Fısıh kurbanının kesildiği Mayasız Ekmek bayramının ilk günü öğrencileri İsa'ya, «Fısıh yemeğini yemen için nereye gidip hazırlık yapmamızı istersin?» diye sordular. O da öğrencilerinden ikisini şu sözlerle önden gönderdi: «Kente gidin, orada su testisi taşıyan bir adam çıkacak karşınıza. Onu izleyin.
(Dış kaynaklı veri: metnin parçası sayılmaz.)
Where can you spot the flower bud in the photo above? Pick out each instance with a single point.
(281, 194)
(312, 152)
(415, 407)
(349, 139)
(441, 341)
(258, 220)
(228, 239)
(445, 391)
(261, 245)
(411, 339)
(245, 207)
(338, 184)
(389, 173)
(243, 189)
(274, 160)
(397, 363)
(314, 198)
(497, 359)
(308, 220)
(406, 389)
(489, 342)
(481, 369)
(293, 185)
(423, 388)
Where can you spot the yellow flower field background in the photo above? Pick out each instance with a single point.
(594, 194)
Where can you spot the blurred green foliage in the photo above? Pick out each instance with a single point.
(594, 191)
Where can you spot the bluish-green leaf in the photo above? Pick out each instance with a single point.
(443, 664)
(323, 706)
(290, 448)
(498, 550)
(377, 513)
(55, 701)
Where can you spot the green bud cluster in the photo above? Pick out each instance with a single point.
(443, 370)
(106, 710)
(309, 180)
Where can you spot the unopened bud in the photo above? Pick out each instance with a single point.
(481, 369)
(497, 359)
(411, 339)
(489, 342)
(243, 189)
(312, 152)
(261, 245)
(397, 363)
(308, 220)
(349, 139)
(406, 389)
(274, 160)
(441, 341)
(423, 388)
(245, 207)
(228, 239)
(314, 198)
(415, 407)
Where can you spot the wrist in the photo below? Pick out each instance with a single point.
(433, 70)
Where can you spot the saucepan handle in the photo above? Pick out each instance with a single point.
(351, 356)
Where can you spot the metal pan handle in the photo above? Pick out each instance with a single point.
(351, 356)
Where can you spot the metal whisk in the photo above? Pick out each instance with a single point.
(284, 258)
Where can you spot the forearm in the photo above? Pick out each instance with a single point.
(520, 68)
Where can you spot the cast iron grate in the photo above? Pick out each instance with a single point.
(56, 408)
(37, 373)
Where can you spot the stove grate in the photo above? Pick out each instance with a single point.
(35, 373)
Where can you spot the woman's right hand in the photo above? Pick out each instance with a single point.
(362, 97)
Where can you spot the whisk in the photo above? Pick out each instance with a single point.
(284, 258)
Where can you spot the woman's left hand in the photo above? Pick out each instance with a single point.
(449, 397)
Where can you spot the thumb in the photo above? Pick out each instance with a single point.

Adamın gideceği evin sahibine şöyle deyin: `Öğretmen, öğrencilerimle birlikte Fısıh yemeğini yiyeceğim konuk odası nerede? diye soruyor.' Ev sahibi size, üst katta döşenmiş, hazır büyük bir oda gösterecek. Orada bizim için hazırlık yapın.» Öğrenciler yola çıkıp kente gittiler. Her şeyi, İsa'nın kendilerine söylemiş olduğu gibi buldular ve Fısıh yemeği için hazırlık yaptılar. İsa yemek sırasında eline ekmek aldı, şükran duasını yapıp ekmeği böldü ve, «Alın, bu benim bedenimdir» diyerek öğrencilerine verdi. Sonra bir kâse alıp şükretti ve bunu öğrencilerine verdi. Hepsi bundan içti. «Bu benim kanım» dedi İsa, «birçokları uğruna akıtılan antlaşma kanıdır. Size doğrusunu söyleyeyim, Allah'ın Egemenliğinde tazesini içeceğim o güne dek, asmanın ürününden bir daha içmeyeceğim.» Bir ilahi söyledikten sonra dışarı çıkıp Zeytin dağına doğru gittiler.